Information on genomic architecture from Hi-C and similar approaches has been useful in diverse genome-structure applications (e.g., [30, 31]). To evaluate the utility of RTCC in investigating structural variation, we produced three conceptual “model reference genomes” with substantial structural variation, one where the standard N2 reference genome is related by a chromosomal fusion, one where the N2 genome is related by a reciprocal translocation, and one where the N2 genome is related by a large inversion. To model “real world” structural variants, we constructed the translocation with breakpoints at a homologous point in an extended DNA repeat (the transposon Tn5). This rearrangement would have remained undetected with paired end or split read sequencing.
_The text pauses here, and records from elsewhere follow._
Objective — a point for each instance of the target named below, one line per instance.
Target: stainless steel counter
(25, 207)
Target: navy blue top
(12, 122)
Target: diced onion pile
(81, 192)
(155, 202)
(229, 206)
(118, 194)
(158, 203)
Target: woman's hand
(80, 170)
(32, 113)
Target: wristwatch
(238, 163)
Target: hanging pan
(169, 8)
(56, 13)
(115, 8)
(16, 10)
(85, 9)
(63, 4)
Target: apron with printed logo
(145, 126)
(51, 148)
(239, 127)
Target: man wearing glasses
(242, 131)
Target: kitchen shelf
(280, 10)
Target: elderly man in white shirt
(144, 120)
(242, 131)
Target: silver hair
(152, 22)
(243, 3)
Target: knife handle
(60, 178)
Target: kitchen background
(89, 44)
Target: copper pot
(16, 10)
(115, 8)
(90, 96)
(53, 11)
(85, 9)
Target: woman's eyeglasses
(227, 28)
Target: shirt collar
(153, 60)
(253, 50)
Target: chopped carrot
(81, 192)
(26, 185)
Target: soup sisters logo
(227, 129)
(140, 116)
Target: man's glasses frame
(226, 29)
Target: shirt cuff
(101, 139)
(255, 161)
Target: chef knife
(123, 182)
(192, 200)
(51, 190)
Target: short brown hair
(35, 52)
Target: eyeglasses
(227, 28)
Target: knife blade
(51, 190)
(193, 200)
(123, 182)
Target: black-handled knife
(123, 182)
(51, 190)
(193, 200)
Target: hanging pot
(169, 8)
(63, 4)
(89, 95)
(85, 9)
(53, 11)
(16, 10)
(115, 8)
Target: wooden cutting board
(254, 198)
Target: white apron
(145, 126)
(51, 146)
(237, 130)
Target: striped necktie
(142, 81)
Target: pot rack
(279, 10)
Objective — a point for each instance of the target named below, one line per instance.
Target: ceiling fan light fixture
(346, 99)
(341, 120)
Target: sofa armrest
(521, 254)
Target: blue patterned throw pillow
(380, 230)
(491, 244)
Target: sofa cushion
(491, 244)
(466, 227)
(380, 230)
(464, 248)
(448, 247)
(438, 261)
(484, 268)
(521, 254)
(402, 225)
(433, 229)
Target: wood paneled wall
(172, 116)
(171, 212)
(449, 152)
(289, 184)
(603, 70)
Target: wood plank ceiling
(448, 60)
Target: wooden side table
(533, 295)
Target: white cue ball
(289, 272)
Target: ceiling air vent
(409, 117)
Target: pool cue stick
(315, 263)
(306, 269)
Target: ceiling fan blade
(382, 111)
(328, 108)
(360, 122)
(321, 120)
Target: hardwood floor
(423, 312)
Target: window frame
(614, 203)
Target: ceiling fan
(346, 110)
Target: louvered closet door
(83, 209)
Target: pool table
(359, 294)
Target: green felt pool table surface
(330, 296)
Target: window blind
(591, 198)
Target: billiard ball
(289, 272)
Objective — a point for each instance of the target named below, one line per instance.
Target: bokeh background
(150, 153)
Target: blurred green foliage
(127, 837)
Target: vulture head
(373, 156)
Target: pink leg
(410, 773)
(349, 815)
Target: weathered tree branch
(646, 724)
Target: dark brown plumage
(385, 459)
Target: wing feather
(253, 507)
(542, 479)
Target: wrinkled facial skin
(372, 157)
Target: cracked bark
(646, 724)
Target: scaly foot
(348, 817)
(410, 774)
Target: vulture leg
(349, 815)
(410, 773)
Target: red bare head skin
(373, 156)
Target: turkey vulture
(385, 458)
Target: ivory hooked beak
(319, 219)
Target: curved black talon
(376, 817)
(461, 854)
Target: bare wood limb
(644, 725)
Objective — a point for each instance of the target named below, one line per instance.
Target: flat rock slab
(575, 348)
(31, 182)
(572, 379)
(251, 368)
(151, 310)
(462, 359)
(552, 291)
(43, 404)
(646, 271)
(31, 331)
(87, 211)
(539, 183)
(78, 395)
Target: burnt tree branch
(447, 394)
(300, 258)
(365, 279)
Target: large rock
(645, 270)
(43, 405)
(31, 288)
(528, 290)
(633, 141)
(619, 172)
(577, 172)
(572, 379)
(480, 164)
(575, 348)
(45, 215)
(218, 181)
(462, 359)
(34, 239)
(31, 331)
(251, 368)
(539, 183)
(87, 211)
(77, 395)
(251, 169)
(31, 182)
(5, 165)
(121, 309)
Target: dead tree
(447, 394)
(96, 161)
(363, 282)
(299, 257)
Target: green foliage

As shown in Fig. 5 all of the simulated structural variants could be readily detected using RTCC analysis.

Fig. 5
figure 5

Detection of simulated structural variants by RTCC. This figure shows an analytical evaluation of feasibility for using RTCC data to detect large scale structural variations in the C. elegans genome. For this analysis, the N2 reference genome was computationally modified to simulate “model reference genomes” that differ structurally from the normal C. elegans genome. We then analyzed the data from N2 (DpnII) experiments as in Fig. 2, aligning the reads to the indicated simulated reference genome and using a 50KB window size as above. In each case, the analysis yields a footprint characteristic of the simulated rearrangement. In (a), we simulated a two-chromosome fusion: we generated a model reference genome in which chrI was artificially separated into 2 parts (I-L and I-R), each 7.53MB long. Execution of our analysis pipeline resulted in visible evidence for a high level of contacts between the artificially created right tip of I-L and the artificially created left tip of I-R of the model reference genome, which are “fused” in the N2 genome. In (b), we simulated a reciprocal translocation by creating a model reference genome in which segments of chromosomes II and IV were virtually recombined. The simulated recombination was created in the middle of a TC5 transposable element (3171bp long) present in multiple copies in the genome to simulate a rearrangement that would have presented detection challenges by standard methods. The “translocation” in the N2 data (relative to the model reference genome) is evident on the plot, by the distinct accentuation of contacts between II-L and II-R and IV-L and IV-R. In (c), we generated a model reference genome in which a large inversion (4MB in length) was virtually introduced on chromosome I. Evidence for inversion is visible on the plot

Conclusions

In this study we modified and optimized TCC protocol to work with limited amounts of unfractionated tissue, avoiding subcellular fractionation and chromatin isolation.

The ability to measure proximity between genomic loci in linear space can be utilized both in structural studies of chromosomes and in applications such as genome assembly or phasing.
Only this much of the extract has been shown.